Un exemple obsédant est Buck de Rick Bartow. Dans ce grand autoportrait, sur fond ocre jaune, l’artiste est au bord de l’effondrement. Ses membres semblent cloués, sans forme. Ses mains ne sont pas à leur place, l'une en bleu pervenche, l'autre en rose ballerine. Les formes semblent se détacher, même si elles fusionnent. Bartow, un vétéran du Vietnam et membre de la tribu Wiyot de Californie du Nord, a peint la toile deux ans après son deuxième accident vasculaire cérébral, explique Danielle Knapp, conservatrice au Jordan Schnitzer Museum of Art de l'Université de l'Oregon, où l'exposition a été présentée en tournée l'automne dernier. Dans le portrait, Bartow est assis dans un fauteuil roulant, mais il n'en utilisait pas régulièrement lorsqu'il a peint l'œuvre. Il est vulnérable, avec intention.

Cette vulnérabilité traverse les Night Crawlers et Earth Worms de Barbara Earl Thomas. Dans la petite linogravure, trois pêcheurs sont en équilibre devant un ruisseau impétueux, sur un fond jaune foncé laissant place à des blancs crémeux. Accroupis, les pêcheurs se fondent dans la scène fluide, comme des rochers dans le marais. Ici, semble-t-il, c’est un jour comme les autres. Au-delà des broussailles, dans les profondeurs, des gens travaillent sans relâche, sans un mot. L'estampe rappelle le travail du peintre du XXe siècle Jacob Lawrence, qui a enseigné à Thomas, un artiste visuel basé à Seattle, à l'Université de Washington. Dans The Builders de Lawrence, achevé en 1980 et visible au milieu de l'exposition, des ouvriers - leurs scies et leurs planches de bois coulées en jaune moutarde et rose bubble gum - martelent un bâtiment qui prend forme, des outils éparpillés.
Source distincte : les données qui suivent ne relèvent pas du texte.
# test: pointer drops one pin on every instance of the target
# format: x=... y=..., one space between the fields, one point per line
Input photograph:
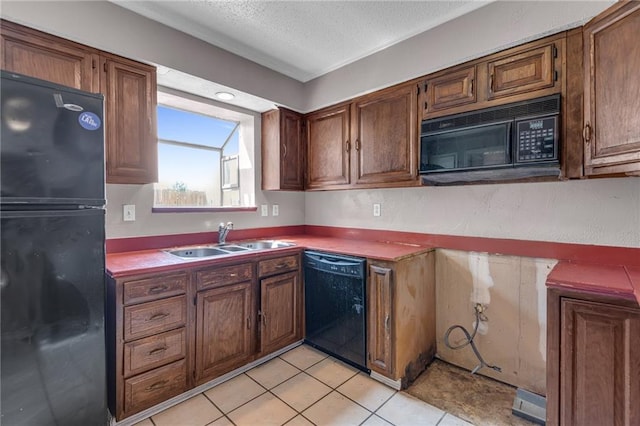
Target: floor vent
x=530 y=406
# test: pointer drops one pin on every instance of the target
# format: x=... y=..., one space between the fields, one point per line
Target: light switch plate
x=129 y=212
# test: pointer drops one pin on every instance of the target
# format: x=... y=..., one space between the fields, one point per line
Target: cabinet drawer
x=280 y=264
x=148 y=389
x=224 y=275
x=154 y=317
x=153 y=288
x=151 y=352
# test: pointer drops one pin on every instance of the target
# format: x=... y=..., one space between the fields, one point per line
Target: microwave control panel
x=537 y=140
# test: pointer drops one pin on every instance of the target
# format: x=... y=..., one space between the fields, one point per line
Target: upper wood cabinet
x=328 y=148
x=129 y=88
x=370 y=142
x=611 y=91
x=282 y=150
x=384 y=132
x=40 y=55
x=130 y=110
x=528 y=71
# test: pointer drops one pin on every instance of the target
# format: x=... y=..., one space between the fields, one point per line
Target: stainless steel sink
x=264 y=244
x=197 y=252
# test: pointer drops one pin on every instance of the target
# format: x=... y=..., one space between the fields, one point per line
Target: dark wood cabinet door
x=611 y=91
x=280 y=311
x=522 y=72
x=282 y=150
x=130 y=115
x=599 y=364
x=40 y=55
x=452 y=89
x=380 y=313
x=328 y=148
x=385 y=136
x=224 y=330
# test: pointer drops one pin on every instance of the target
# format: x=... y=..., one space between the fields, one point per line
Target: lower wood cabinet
x=169 y=332
x=593 y=360
x=401 y=323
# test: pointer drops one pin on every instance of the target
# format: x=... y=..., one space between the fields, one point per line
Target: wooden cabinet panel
x=147 y=289
x=224 y=327
x=278 y=265
x=151 y=352
x=282 y=150
x=39 y=55
x=154 y=317
x=148 y=389
x=452 y=89
x=385 y=135
x=328 y=147
x=522 y=72
x=600 y=364
x=223 y=275
x=130 y=103
x=280 y=311
x=380 y=313
x=611 y=88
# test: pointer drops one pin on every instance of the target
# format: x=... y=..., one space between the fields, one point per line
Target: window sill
x=202 y=209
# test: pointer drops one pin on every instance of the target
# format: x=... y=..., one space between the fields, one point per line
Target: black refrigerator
x=52 y=285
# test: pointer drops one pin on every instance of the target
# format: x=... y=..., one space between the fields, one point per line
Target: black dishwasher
x=335 y=306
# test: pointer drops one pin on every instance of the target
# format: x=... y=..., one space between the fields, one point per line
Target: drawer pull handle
x=158 y=350
x=157 y=385
x=159 y=316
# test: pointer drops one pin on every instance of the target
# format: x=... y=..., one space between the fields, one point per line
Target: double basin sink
x=226 y=249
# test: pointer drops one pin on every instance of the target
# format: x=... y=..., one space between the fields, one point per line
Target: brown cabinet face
x=522 y=72
x=385 y=135
x=453 y=89
x=611 y=88
x=280 y=311
x=328 y=147
x=282 y=150
x=130 y=104
x=39 y=55
x=599 y=364
x=224 y=330
x=380 y=313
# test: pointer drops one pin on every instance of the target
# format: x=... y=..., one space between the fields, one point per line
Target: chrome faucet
x=223 y=230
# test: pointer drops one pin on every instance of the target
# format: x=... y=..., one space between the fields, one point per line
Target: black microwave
x=509 y=141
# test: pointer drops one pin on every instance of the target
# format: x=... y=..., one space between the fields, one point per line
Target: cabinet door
x=522 y=72
x=385 y=134
x=130 y=104
x=380 y=313
x=223 y=330
x=600 y=364
x=280 y=311
x=452 y=89
x=328 y=148
x=40 y=55
x=282 y=150
x=611 y=91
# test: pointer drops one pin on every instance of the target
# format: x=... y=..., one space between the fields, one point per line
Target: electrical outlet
x=129 y=212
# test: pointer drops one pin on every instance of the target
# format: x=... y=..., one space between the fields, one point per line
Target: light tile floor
x=302 y=387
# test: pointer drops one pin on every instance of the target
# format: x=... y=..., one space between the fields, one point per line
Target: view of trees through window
x=198 y=157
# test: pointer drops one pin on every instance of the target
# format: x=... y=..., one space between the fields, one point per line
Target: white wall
x=600 y=212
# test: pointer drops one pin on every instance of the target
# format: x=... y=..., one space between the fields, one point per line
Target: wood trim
x=119 y=245
x=604 y=255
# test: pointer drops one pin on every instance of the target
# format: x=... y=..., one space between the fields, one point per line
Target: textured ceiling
x=302 y=39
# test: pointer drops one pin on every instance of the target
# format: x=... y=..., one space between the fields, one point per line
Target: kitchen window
x=204 y=156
L’Occident existe, juste derrière l’échafaud.

Cela persiste également dans American Infamy #2 de Roger Shimomura. Cette œuvre d'envergure présente Minidoka, un camp d'internement dans l'Idaho où l'artiste américain d'origine japonaise a été incarcéré pendant deux ans au début des années 1940. Le camp, peuplé d'une fille sur un scooter, d'une femme en costume corail et d'un chapeau vert sauge, et d'un groupe d'hommes vêtus d'un gris froid, est obscurci par d'épais nuages ​​​​noir marine qui dépassent du cadre. L'effet est suffocant, comme si les murs se refermaient. L'espace d'un instant, nous sommes nous aussi enfermés dans cette vie vécue à l'écart, dans l'ombre, hors des regards.